Um incidente de antissemitismo na Lapa, no Centro do Rio de Janeiro, gerou repercussão e levou à proposta de um novo projeto de lei na Assembleia Legislativa do Estado do Rio de Janeiro (Alerj). O deputado estadual Rosenverg Reis (MDB) apresentou a proposta, que visa criar punições administrativas para estabelecimentos que discriminem pessoas ou grupos com base na identidade judaica, religião, origem ou cultura.

O projeto de lei 7434/2026 proíbe atos discriminatórios em comércios, indústrias, prestadores de serviços e locais de uso público.
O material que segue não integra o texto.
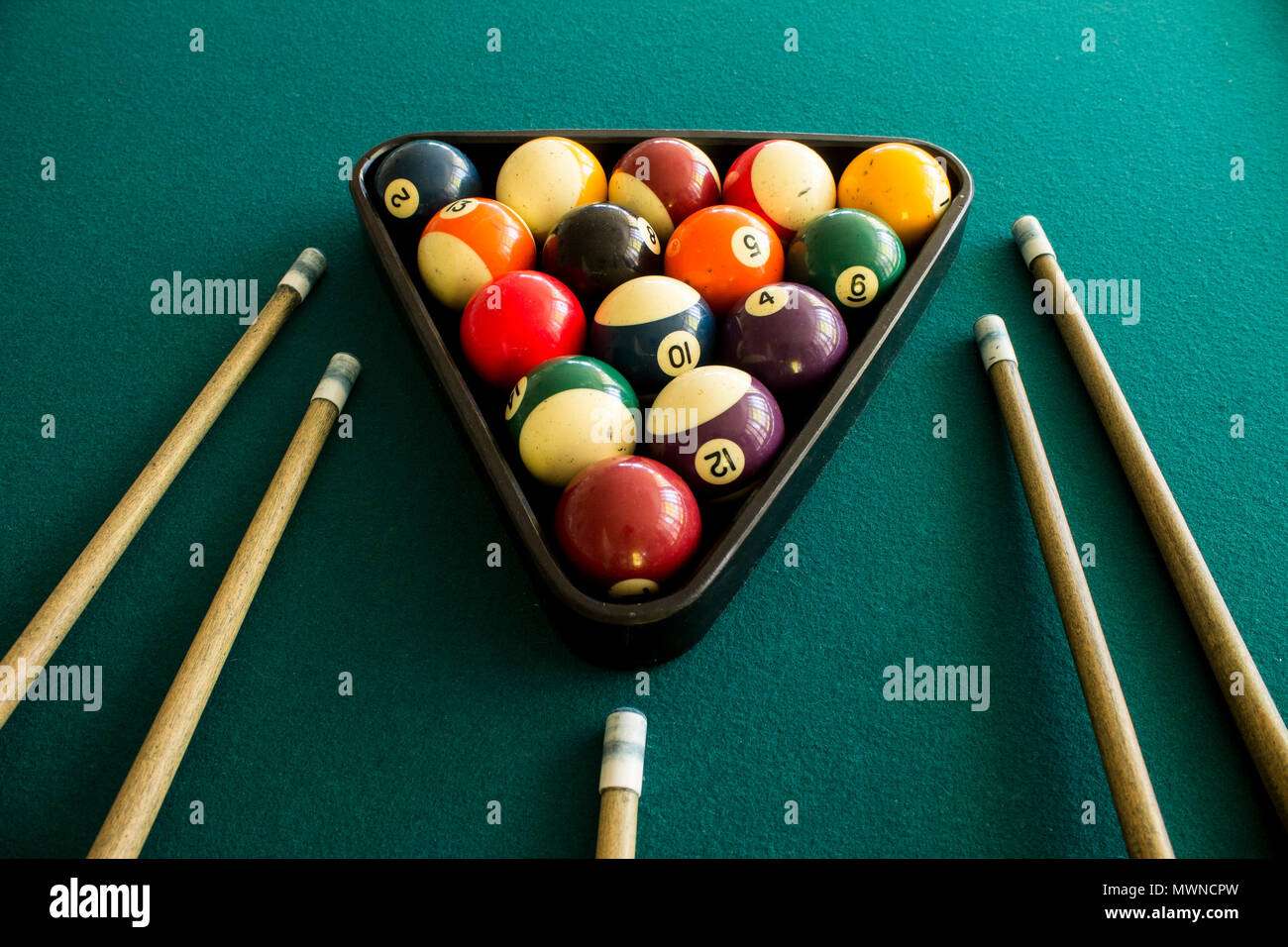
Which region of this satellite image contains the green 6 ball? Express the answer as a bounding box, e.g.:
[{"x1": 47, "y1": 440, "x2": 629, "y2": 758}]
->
[{"x1": 787, "y1": 207, "x2": 906, "y2": 322}]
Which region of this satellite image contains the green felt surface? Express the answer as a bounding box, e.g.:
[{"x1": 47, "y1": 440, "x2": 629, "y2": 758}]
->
[{"x1": 0, "y1": 0, "x2": 1288, "y2": 857}]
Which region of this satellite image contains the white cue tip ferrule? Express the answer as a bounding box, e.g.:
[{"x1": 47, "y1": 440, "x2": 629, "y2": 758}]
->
[
  {"x1": 599, "y1": 707, "x2": 648, "y2": 795},
  {"x1": 310, "y1": 352, "x2": 362, "y2": 411},
  {"x1": 277, "y1": 246, "x2": 326, "y2": 303},
  {"x1": 975, "y1": 316, "x2": 1018, "y2": 371},
  {"x1": 1012, "y1": 214, "x2": 1055, "y2": 266}
]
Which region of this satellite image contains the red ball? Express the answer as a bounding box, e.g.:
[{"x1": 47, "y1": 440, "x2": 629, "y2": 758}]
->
[
  {"x1": 555, "y1": 456, "x2": 702, "y2": 598},
  {"x1": 461, "y1": 269, "x2": 587, "y2": 388}
]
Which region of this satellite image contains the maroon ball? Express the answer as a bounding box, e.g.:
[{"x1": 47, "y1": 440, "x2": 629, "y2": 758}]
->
[
  {"x1": 555, "y1": 458, "x2": 702, "y2": 598},
  {"x1": 645, "y1": 365, "x2": 785, "y2": 498},
  {"x1": 720, "y1": 282, "x2": 850, "y2": 395}
]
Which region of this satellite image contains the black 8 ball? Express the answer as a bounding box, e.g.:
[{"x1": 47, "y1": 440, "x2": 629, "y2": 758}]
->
[{"x1": 541, "y1": 202, "x2": 664, "y2": 314}]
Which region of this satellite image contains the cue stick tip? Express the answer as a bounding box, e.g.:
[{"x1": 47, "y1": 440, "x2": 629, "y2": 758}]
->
[
  {"x1": 599, "y1": 707, "x2": 648, "y2": 795},
  {"x1": 1012, "y1": 214, "x2": 1055, "y2": 266},
  {"x1": 310, "y1": 352, "x2": 362, "y2": 411},
  {"x1": 975, "y1": 314, "x2": 1017, "y2": 371},
  {"x1": 277, "y1": 246, "x2": 326, "y2": 303}
]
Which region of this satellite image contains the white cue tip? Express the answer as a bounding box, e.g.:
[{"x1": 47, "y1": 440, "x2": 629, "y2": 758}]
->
[
  {"x1": 975, "y1": 314, "x2": 1015, "y2": 371},
  {"x1": 1012, "y1": 214, "x2": 1055, "y2": 266},
  {"x1": 599, "y1": 707, "x2": 648, "y2": 795},
  {"x1": 277, "y1": 246, "x2": 326, "y2": 303},
  {"x1": 310, "y1": 352, "x2": 362, "y2": 411}
]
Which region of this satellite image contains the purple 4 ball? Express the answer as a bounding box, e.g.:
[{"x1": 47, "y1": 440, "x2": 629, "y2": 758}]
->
[{"x1": 721, "y1": 282, "x2": 850, "y2": 395}]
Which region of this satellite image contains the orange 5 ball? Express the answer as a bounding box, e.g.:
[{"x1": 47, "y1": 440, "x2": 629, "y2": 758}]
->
[
  {"x1": 836, "y1": 142, "x2": 953, "y2": 249},
  {"x1": 665, "y1": 204, "x2": 783, "y2": 316}
]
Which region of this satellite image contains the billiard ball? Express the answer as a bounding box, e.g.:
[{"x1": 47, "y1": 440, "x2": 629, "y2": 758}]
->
[
  {"x1": 724, "y1": 139, "x2": 836, "y2": 246},
  {"x1": 416, "y1": 197, "x2": 537, "y2": 309},
  {"x1": 541, "y1": 202, "x2": 662, "y2": 312},
  {"x1": 645, "y1": 365, "x2": 783, "y2": 497},
  {"x1": 590, "y1": 275, "x2": 716, "y2": 398},
  {"x1": 555, "y1": 458, "x2": 702, "y2": 598},
  {"x1": 721, "y1": 282, "x2": 850, "y2": 398},
  {"x1": 375, "y1": 139, "x2": 483, "y2": 246},
  {"x1": 496, "y1": 136, "x2": 608, "y2": 241},
  {"x1": 787, "y1": 207, "x2": 905, "y2": 317},
  {"x1": 837, "y1": 142, "x2": 953, "y2": 249},
  {"x1": 608, "y1": 138, "x2": 720, "y2": 243},
  {"x1": 461, "y1": 269, "x2": 587, "y2": 388},
  {"x1": 505, "y1": 356, "x2": 640, "y2": 487},
  {"x1": 665, "y1": 204, "x2": 783, "y2": 316}
]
Entre as condutas passíveis de punição estão a recusa de atendimento, constrangimentos, disseminação de mensagens discriminatórias e manifestações de ódio, inclusive em redes sociais vinculadas aos estabelecimentos.

As punições podem variar de advertências a multas que vão de 5 mil a 200 mil UFIR-RJ, equivalente a valores entre R$ 24.802 e R$ 992.080. Em casos de reincidência, as multas podem ser dobradas. O projeto também prevê a suspensão temporária das atividades e, em situações mais graves, a cassação do alvará de funcionamento. Os recursos arrecadados serão destinados ao Fundo Estadual de Defesa do Consumidor.

Rosenverg Reis justifica a proposta como uma resposta ao aumento de episódios de intolerância. “Buscamos garantir um ambiente de respeito no Rio de Janeiro, onde a liberdade religiosa seja protegida e práticas discriminatórias não sejam toleradas”, declarou. A proposta se alinha ao Estatuto Estadual da Liberdade Religiosa e complementa a legislação federal sobre crimes de preconceito.

O projeto surge após a controvérsia envolvendo o Bar Partisan, que exibiu um cartaz com a frase “US & ISRAEL CITIZENS ARE NOT WELCOME”, resultando em uma multa de R$ 9.520 pelo Procon Carioca e em um boletim de ocorrência, além de uma notícia-crime ao Ministério Público do Estado do Rio de Janeiro (MPRJ).